Ao Seu Lado
Crítica do filme
A projeção começa: vemos uma rua de um bairro do subúrbio brasileiro, estamos a altura de um carro parado a nossa frente, junto a imagem ouvimos uma instigante música. O plano continua estático e a música, aparentemente não diegética, tocando, os letreiros aparecem e nada acontece. De repente a nossa fruição musical é interrompida pela ignição de um carro, que persiste até o motor pegar. Pensamos: a gora o filme vai começar. Quando, porém, o carro liga, a música volta e descobrimos que ela é produzida pelo rádio do deste, quebrando nossa expectativa inicial, pois é uma música diegética. Nossa surpresa não acaba por ai, ao esperarmos ver o automóvel passar, descobrimos que nós fomos colocados no ponto de vista do para-brisas e o andar de carro é o nosso também. A história já tinha começado, nós que não tínhamos nos dado conta.

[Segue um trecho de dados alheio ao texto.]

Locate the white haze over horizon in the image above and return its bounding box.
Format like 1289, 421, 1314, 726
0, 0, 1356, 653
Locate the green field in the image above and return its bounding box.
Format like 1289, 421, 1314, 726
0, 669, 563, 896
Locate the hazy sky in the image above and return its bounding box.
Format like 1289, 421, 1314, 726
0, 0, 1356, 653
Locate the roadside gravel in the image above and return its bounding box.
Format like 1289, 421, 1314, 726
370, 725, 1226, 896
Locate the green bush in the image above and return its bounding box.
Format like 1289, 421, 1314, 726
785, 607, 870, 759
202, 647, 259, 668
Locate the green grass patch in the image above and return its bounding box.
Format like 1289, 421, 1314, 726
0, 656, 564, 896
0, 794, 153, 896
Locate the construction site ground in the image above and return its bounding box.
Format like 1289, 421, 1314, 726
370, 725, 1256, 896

O fantástico plano inicial, plano sequência, é marcado por uma trilha sonora proveniente de uma rádio que só toca música revolucionária do século passado, com um radialista que evoca a união dos povos latinos. Assim, vamos andando, transformados em carro, pelas ruas de um pobre subúrbio paulista perdidos por caminhos sem saber a onde estamos indo, ou mesmo se chegaremos. A través da montagem em jump-cuts, da imagem acompanhada pelo som, passamos de uma clara tarde ao breu da noite. Nossa rua, de repente, é bloqueada por um transeunte que parece não querer deixar-nos passar, ou por não perceber a nós ou por nos ignorar, lembrando um bêbado em suas lamúrias pessoais, vagando perdido pela noite. Acontece que esse chato que nos impede é o personagem – humano – principal do filme, que a nos ver não é capaz de dizer nada, de agir com respeito, consegue apenas bradar com sua mala, nos ameaçando atacar.

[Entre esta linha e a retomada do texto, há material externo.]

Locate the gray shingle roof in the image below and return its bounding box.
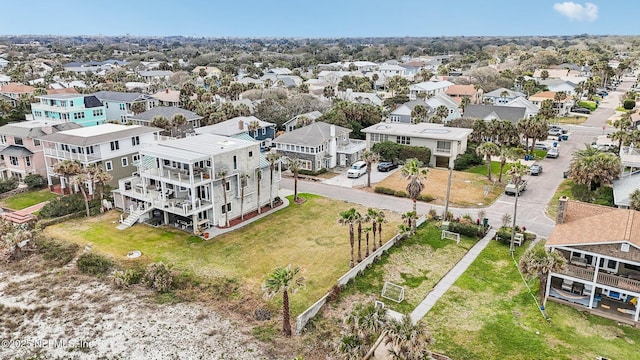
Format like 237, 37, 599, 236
130, 106, 202, 121
464, 104, 526, 123
273, 121, 351, 146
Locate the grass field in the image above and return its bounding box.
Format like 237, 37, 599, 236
423, 241, 640, 359
0, 189, 58, 210
45, 194, 400, 314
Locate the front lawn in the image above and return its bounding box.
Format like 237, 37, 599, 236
423, 241, 640, 359
0, 189, 58, 210
45, 194, 400, 315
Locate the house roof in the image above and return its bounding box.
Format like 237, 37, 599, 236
362, 123, 473, 140
130, 106, 202, 121
39, 123, 161, 146
446, 85, 478, 97
93, 91, 152, 102
0, 145, 33, 157
464, 104, 526, 122
195, 116, 275, 136
545, 200, 640, 247
273, 121, 351, 146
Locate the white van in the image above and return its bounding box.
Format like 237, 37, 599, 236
347, 161, 367, 178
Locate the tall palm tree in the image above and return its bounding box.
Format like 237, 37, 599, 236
518, 244, 567, 306
262, 264, 305, 336
265, 152, 280, 208
287, 158, 302, 202
383, 315, 433, 360
216, 168, 229, 227
401, 158, 428, 232
361, 150, 380, 187
476, 141, 500, 181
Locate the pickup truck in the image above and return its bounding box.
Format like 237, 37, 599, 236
504, 180, 527, 195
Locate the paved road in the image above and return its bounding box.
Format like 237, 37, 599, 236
280, 78, 635, 237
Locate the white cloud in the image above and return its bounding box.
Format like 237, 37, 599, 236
553, 1, 598, 21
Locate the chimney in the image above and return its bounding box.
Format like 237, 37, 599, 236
556, 196, 569, 225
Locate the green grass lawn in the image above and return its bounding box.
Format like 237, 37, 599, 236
465, 161, 511, 182
342, 222, 476, 314
423, 241, 640, 359
0, 189, 58, 210
45, 194, 400, 315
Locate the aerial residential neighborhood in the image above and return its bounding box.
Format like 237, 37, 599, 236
0, 0, 640, 360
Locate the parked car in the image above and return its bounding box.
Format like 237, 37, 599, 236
504, 180, 527, 195
571, 108, 591, 114
529, 164, 542, 176
347, 161, 367, 178
378, 161, 398, 172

Antes de olharmos para esse personagem, vale atentar para quão metafórico e explanador é esse início. O carro, que carrega a revolução em forma de música, que alcança o status paradoxal na diegese de não diegese, é o primeiro chamariz para a própria metalinguagem do filme, não vazia, mas construtora constante de significado, e a primeira pista sobre o tema que se irá debater: as utopias dogmáticas do século passado, que carregavam a esperança de um mundo melhor. O veículo perdido, metáfora das utopias de esquerda que vagam desencontradas, não podemos saber com certeza se e como chegará ao seu sonho e onde esse será. Em seu caminho ele esbarra no indivíduo, humano em sua corporeidade, carregando desejos, felicidades e sofrimentos pessoais, em um estado de reclusão que o fecha ao outro, que com esse não consegue se comunicar. O homem, pego pelo carro das utopias revolucionárias, em seus egoísmo e lamúria individuais, que não ligou para ele, mal o percebendo e, quando percebe, só incomodado se sente, é representação do indivíduo abandonado a um mundo sem utopias.

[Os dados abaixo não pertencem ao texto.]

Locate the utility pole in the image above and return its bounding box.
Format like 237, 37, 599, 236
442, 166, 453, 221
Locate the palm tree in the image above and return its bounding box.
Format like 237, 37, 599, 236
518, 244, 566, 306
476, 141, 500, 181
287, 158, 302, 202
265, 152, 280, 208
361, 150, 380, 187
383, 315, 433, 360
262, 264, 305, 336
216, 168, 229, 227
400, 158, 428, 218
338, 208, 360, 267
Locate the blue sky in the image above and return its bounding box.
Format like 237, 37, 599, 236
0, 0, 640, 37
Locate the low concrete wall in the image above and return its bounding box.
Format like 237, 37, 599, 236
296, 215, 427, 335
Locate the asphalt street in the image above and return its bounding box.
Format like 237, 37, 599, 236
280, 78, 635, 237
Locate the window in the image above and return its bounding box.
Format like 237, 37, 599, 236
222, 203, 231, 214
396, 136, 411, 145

Perdido na vida, André (André Gatti), o personagem principal volta para a casa do pai (Carlos Reichenbach, em rara aparição como ator e última, pois veio a falecer logo depois, uma grande perda para cinema nacional) por uns tempos. O motivo? Não importa e parece não ficar claro. A relação entre os dois é marcado pela incomunicabilidade e desajustes, por mais que o filho tente se aproximar do pai, um não consegue ouvir e aceitar o outro. Entre os dois um fantasma se interpõe, o desaparecido irmão daquele e filho deste. André, então, através do resgate de imagens Super-8, captadas e enviadas pelo seu irmão como forma de correspondência de sua viajem para a União Soviética nos anos 70, tenta reavivar a memória de seu Pai, que há 30 anos espera seu filho perdido.
Esse fantasma extremamente forte sobrepõe a história contada e se faz um fantasma sobre o Cinema. Quando André chega e pergunta a seu pai se este havia liberado o quarto no andar de cima, que costumava ficar fechado, para ele, o pai responde que continua fechado e que ele teria que dormir no sofá. Aqui o quarto é alegoria da espera pelo irmão, local em que a memória desse fica preservada. É neste segundo andar, também, que André acha o projetor para os filmes em super-8. O que faz desse pavimento tão especial é que, apesar de nunca o vermos, sabemos que ele está lá, escondido, guardando um fantasma. Porém, há um elemento metalinguístico sutil, quando olhamos a casa por fora, podemos perceber que esse segundo andar é impossível. Ele não tem imageticamente nenhuma possibilidade de existir, o que torna-se a primeira prova perceptível de que o fantasma extrapola a história contada e alcança a forma do filme e o próprio Cinema, já que é lá que os projetores se encontram[1].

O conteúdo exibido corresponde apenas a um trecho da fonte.